Project 3 (Scene recognition with bag of words)

- Emanuel Zgraggen (ez), October 24th, 2011

Introduction

The task given by this assignment is to implement the baseline method for scene recognition presented in Lazebnik et al. 2006. The algorithm will try to classify scenes into one of 15 categories by training and testing on the 15 scene database introduced by Lazebnik et al. 2006.

Approach

Baseline
The baseline algorithm collects many densely sampled SIFT features for all the training images. By running k-means, these features are clustered into M visual words, the vocabulary. For each of the training images a histogram indicating how often each visual word is occurring gets computed. This gives us a M-dimensional representation ("bag of words") of all training images. We then train 1-vs-all classifiers (linear SVM) for each scene category based on the observed "bags of words" representation for all the training images. To classify a test image we calculate its "bag of words" representation and evaluate all of our trained classifiers. The test image is assigned to the scene category of the classifier with the highest confidence. The general idea is that similar images will have similar distributions of visual words.

Example images and their "bag of words" representation (M = 200).
       
       
       
           

The vocabulary size parameter M has a significant influence on the performance of this approach. Different values have been tested to find a good trade-off between speed and accuracy.

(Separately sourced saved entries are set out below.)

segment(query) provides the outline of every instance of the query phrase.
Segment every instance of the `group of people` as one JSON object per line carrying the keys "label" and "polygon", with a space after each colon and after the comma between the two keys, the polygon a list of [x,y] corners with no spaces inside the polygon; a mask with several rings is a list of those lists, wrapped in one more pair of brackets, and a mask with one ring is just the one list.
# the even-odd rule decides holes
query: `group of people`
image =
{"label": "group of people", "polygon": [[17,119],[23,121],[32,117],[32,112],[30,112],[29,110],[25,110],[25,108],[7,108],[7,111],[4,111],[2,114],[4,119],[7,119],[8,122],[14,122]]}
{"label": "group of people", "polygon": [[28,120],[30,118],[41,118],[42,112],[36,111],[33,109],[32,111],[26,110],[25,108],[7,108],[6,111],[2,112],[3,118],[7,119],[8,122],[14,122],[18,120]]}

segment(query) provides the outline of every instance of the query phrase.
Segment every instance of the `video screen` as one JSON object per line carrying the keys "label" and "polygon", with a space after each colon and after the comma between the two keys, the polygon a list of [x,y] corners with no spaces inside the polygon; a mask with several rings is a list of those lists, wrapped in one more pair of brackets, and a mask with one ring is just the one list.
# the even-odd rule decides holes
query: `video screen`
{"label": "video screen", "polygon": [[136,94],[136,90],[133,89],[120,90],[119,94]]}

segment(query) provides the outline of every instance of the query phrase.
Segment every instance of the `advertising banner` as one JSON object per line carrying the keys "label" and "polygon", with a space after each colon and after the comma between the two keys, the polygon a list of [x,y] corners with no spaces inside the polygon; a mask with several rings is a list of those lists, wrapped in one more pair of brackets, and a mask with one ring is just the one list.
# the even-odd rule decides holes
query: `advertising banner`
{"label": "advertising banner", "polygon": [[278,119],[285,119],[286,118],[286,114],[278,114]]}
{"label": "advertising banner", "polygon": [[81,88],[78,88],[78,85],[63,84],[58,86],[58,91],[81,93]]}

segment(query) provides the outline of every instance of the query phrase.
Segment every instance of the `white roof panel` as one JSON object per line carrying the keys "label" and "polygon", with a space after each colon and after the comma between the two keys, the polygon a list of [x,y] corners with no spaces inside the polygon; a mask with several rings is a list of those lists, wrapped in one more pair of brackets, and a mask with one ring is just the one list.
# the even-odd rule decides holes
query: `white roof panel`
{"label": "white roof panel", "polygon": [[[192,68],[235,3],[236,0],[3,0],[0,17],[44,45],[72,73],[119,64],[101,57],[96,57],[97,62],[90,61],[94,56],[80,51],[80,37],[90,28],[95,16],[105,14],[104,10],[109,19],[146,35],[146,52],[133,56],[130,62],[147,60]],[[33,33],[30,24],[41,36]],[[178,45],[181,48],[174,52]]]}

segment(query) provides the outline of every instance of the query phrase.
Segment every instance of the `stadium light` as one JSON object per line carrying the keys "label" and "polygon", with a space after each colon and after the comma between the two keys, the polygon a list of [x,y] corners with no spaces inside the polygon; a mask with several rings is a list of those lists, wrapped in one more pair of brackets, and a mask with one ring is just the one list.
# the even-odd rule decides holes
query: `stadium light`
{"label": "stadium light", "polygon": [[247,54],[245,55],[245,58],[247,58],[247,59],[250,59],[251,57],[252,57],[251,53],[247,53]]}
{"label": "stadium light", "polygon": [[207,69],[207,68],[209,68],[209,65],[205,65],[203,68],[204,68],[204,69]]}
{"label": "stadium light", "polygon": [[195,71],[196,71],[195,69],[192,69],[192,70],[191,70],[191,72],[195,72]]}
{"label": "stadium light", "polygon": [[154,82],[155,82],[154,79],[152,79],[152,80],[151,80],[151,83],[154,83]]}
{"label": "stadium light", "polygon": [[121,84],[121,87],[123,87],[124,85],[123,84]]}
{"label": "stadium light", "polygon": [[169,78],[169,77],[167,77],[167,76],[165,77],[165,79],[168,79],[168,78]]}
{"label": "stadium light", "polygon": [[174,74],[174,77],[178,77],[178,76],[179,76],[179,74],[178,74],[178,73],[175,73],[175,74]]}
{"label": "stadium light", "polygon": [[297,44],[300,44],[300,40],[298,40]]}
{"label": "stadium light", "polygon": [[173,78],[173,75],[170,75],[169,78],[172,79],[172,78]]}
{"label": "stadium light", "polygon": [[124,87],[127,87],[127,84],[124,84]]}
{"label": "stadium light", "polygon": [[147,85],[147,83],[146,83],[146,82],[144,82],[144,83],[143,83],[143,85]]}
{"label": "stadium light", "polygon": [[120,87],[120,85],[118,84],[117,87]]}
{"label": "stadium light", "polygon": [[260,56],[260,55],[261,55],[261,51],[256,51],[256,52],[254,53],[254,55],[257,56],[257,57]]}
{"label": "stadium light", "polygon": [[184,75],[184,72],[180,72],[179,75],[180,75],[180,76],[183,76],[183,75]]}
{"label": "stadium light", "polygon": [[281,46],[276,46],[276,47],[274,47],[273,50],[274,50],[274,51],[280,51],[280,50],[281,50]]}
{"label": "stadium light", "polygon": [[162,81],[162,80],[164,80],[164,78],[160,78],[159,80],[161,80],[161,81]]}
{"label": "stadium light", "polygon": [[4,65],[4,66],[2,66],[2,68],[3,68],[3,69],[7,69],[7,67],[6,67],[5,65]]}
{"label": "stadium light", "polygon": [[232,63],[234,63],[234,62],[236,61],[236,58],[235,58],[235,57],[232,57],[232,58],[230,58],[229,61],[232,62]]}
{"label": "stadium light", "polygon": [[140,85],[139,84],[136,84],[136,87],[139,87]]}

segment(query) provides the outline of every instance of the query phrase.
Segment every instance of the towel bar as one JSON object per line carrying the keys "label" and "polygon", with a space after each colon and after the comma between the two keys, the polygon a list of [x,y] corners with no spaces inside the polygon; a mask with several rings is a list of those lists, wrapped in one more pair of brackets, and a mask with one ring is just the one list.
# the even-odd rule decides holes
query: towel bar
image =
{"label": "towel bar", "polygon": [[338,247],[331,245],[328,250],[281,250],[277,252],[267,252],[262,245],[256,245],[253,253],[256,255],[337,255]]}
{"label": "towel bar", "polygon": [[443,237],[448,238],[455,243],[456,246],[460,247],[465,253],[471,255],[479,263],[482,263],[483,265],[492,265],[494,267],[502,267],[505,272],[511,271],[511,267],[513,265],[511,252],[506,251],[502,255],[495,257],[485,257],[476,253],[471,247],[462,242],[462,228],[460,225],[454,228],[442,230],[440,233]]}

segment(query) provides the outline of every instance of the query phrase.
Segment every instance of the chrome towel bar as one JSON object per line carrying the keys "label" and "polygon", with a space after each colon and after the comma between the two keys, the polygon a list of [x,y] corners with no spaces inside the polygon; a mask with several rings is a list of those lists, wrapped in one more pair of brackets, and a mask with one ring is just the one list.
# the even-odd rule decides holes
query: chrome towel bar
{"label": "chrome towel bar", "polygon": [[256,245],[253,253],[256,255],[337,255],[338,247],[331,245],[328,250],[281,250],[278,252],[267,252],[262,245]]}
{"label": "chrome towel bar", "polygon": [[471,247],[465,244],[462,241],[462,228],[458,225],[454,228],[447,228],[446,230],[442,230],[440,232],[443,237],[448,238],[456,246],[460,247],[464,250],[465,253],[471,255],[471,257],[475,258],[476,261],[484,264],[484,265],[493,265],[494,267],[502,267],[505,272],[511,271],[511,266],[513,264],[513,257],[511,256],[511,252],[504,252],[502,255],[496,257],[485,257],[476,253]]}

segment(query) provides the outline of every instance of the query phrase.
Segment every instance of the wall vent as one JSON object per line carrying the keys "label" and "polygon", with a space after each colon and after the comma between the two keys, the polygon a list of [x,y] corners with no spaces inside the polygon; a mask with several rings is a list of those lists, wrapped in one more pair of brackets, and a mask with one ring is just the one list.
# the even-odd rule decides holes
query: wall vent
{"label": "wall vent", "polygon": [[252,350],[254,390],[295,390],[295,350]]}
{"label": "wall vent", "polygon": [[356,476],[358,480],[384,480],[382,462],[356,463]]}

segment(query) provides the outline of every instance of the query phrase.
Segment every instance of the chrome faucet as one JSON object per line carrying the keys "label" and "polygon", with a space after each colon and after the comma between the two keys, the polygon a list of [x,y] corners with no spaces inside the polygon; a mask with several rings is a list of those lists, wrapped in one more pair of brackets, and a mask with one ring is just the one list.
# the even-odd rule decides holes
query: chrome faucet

Average accuracies with different M values (4 random splits, 100 training images / 100 test images).

GIST
This approach uses the GIST descriptor as a global representation of an image. The algorithm does not compute a vocabulary, but instead trains 1-vs-all classifiers (linear SVM) for each scene category based on the GIST representation of all the training images. To classify a test image we calculate its GIST descriptor and evaluate all of our trained classifiers.

Spatial Pyramid
This approach works similar to the baseline method. The only difference is how the histograms of images are computed. Instead of computing one overall histogram, we subdivide the image into different frames and compute histograms for each spatial bin. The algorithm weights all the histograms according to their level and concatenates them into one large vector, which will be used to train our 1-vs-all classifiers. The weight of each histogram depends on its level and is calculated with the following formula: 1 / 2^(L - l) where L is the number of levels and l is the current level. The dimension of the final concatenated histogram is: M * 1/3 * (4^(L + 1) -1).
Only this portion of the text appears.